Le blog de Daniel Zaugg

constituante

La constituante veut redéfinir la majorité à 70% !!

C´est en tout cas l´effet de l´une des propositions de la commission des droits politiques de la constituante : « La commission souhaite que de nouvelles formes de référendums soient créées: au Grand Conseil, une minorité de trente élus pourrait mettre en cause une décision votée par la majorité » (Le Temps, 9 mars 2010)

Cela revient à dire que n´importe quelle minorité (libéraux-radicaux 31 voix, socialistes-verts 32 voix, MCG-socialistes 32 voix, etc…) pourra déclencher un référendum !

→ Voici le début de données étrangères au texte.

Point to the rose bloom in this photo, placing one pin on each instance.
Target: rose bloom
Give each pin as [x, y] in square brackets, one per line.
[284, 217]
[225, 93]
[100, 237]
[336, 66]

On en arrivera immanquablement à l´une des deux configurations suivantes :

  • Tout groupe qui perdra un vote, à moins qu´il ne soit extrêmement minoritaire, tentera de sauver sa proposition en la soumettant peuple. Si cette situation devait se produire :
    • chaque dimanche de fin de mois sera un dimanche de votations avec cinq ou six objets à l´ordre du jour.
    • les coûts des envois et de la préparation des argumentaires de vote exploseront de manière phénoménale.
  • L´autre configuration, qui a pour improbable prémisse que l´ensemble de la classe politique se montre raisonnable, impliquerait que le Grand Conseil, pour éviter de se retrouver dans le premier cas de figure, ne vote plus que des objets largement consensuels à une majorité de plus de 70% ! L´immobilisme absolu !

Je vous en conjure, Mesdames et Messieurs les constituants ,

Ne tuez pas la démocratie !

L´idée de conférer au Grand Conseil la possibilité de soumettre une loi au vote populaire n´est pas nouvelle, ni même mauvaise : certaines décisions importantes, comme par exemple la récente votation sur le CEVA, le méritent largement.

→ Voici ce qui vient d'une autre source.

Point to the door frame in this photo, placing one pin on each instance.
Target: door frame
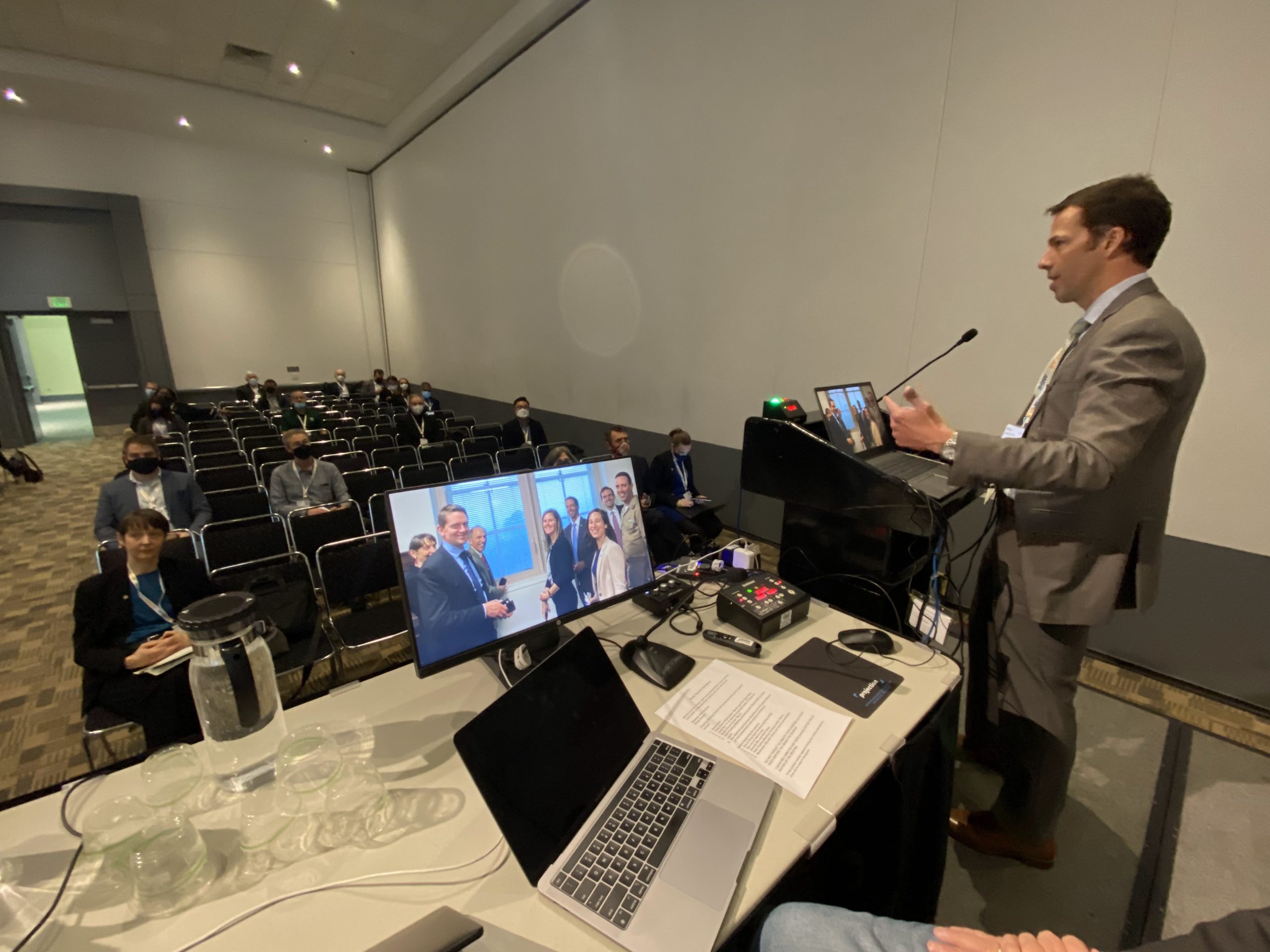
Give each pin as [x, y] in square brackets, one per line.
[139, 300]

Cependant, il n´en va pas de même de la plupart des décisions prises par les députés.

Non pas, et j´entends venir les populistes, parce que le peuple n´est pas assez sage pour les prendre, mais tout simplement parce qu´il n´a pas le temps de les traiter d´une façon aussi exhaustive que le font les élus.

Petit rappel des fondements de notre démocratie représentative : le peuple élit des députés auxquels il délègue la tâche d´expédier les affaires courantes en matière législative.

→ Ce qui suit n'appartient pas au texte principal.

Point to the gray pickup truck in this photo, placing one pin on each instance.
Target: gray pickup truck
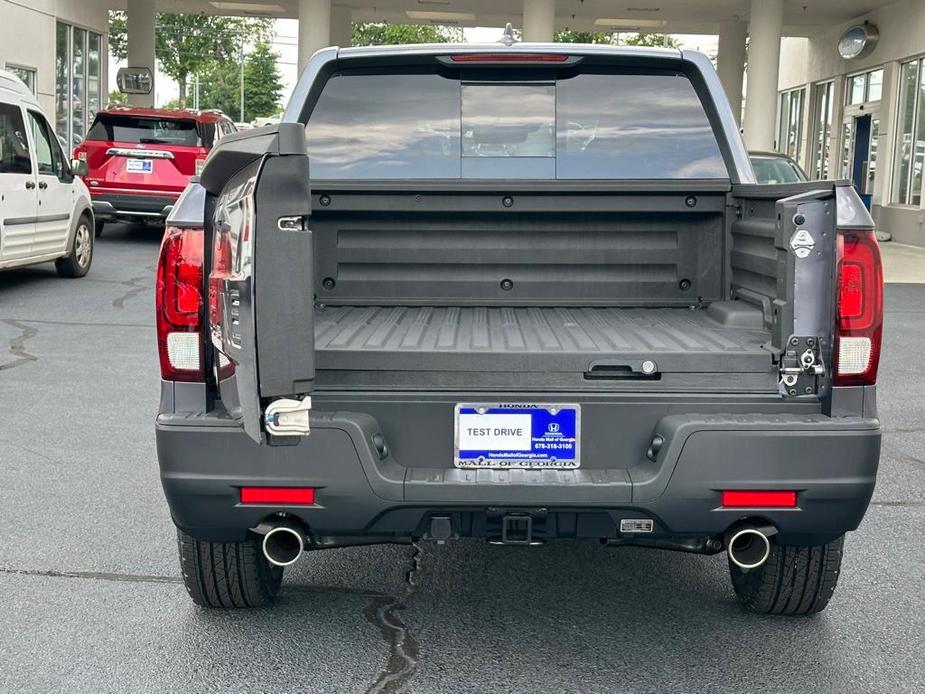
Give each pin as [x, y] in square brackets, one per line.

Pour chaque projet de loi ces élus vont :

  • effectuer des auditions pour prendre connaissance des tenants et aboutissants de la proposition
  • délibérer en commission et éventuellement amender le projet
  • présenter le résultat de ces délibérations en plénière
  • … et finalement voter ou refuser le projet

Ce processus, qui peut prendre des semaines ou des mois, représente un investissement en temps considérable, largement incompatible avec une vie active normale.

Pour les cas ou une importante frange de la population estime que les élus n´ont pas pris les bonnes décisions il reste la solution de l´initiative populaire ou du référendum.

La consultation du souverain doit rester l´exception et se cantonner aux sujets importants ou très controversés.

Notre système de démocratie directe n´est pas parfait, il est d´ailleurs souvent qualifié de « meilleur des mauvais systèmes », mais en déléguant la plus grande partie des décisions législatives aux élus, il évite la saturation et le ras-le-bol inévitables que ne tarderait pas à ressentir le souverain s´il devait se prononcer sur chacun des centaines de sujets qui sont à l´ordre du jour du Grand Conseil.

Si la barre pour proposer un objet en référendum était fixée à 60 ou à 70 députés, forçant ainsi les élus à rechercher un consensus plus large que le clivage gauche-droite traditionnel, je souscrirais des deux mains.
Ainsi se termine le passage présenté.